A Guide to Staying Safe in Rome

Rome is all about the savoring the sights, the sounds, the people, the culture, the architecture, and of course, the food! But sadly, because of so many tourists, many dangers can strike when you least expect it to sour your trip.

Just recently, our founder was taking a tour near the Piazza with her family and got followed by a (very creepy) guy, which made them run into a gelato store in order to stop him from following them.

In order to prevent situations like this (or worse) from happening, here's a guide to staying safe in Rome!

Beware of Pickpocketing

Beware of pickpockets on public transit and in crowded areas where people are packed in closely.

The greatest risk visitors face in Rome is from pickpockets and thieves. There’s no reason for paranoia, but you need to be aware that the problem exists and to protect your valuables with this in mind.

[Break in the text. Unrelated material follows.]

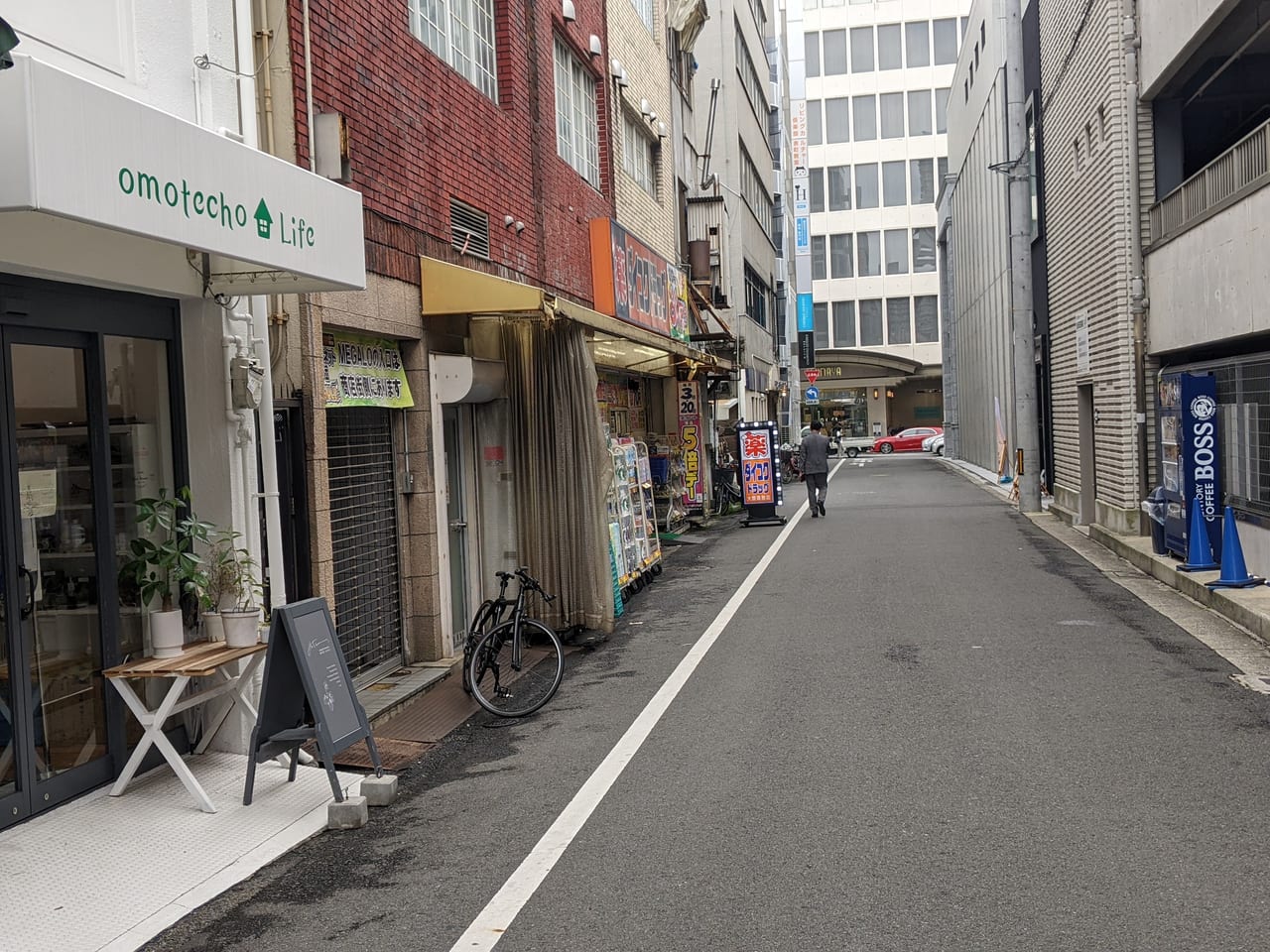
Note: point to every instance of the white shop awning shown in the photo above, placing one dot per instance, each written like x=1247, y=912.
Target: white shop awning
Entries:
x=82, y=164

Pickpockets go where the tourists go, so watch out around the most touristed and crowded areas, such as the Colosseum, Piazza di Spagna, St Peter's Sq and Stazione Termini. Note that thieves prey on disoriented travelers at the bus stops around Termini, fresh in from airports. Crowded public transport is another hot spot – the 64 Vatican bus is notorious. If traveling on the metro, try to use the end carriages, which are usually less busy.

A money belt with your essentials (passport, cash, credit cards) is a good idea. However, to avoid delving into it in public, carry a wallet with a day’s cash. Don’t flaunt watches, cameras and other expensive goods. If you’re carrying a bag or camera, wear the strap across your body and away from the road – moped thieves can swipe a bag and be gone in seconds. Be careful when you sit down at a streetside table – never drape your bag over an empty chair by the road or put it where you can’t see it.

Don’t Act Like a Tourist

Reduce your risk of being a victim of a pickpocket by keeping the fact that you’re a tourist under wraps—meaning don’t become distracted when studying maps, taking pictures, or carrying large amounts of cash and personal belongings.

Avoid certain areas at night, or at least use good judgment.

These include parks (which should be closed), the darkened areas around Termini and Piazza Vittorio, and as much as the Tiber has improved, I have noted that it is not a place for nighttime wandering.

Pick secure accommodation

If you're living in Rome, make sure your building has appropriate doors, windows, and shutters. Some recommend living between the 3rd and the 7th floor – high enough that break in from outside are less common but low enough that the fire ladders can reach if there is a fire.

Don’t leave valuables in plain sight

Driving in Rome? Be sure that you take everything with you out of the car. Suitcases piled on backseats and charging iPhones look might tempting and you may come back to smashed windows and 0 stuff.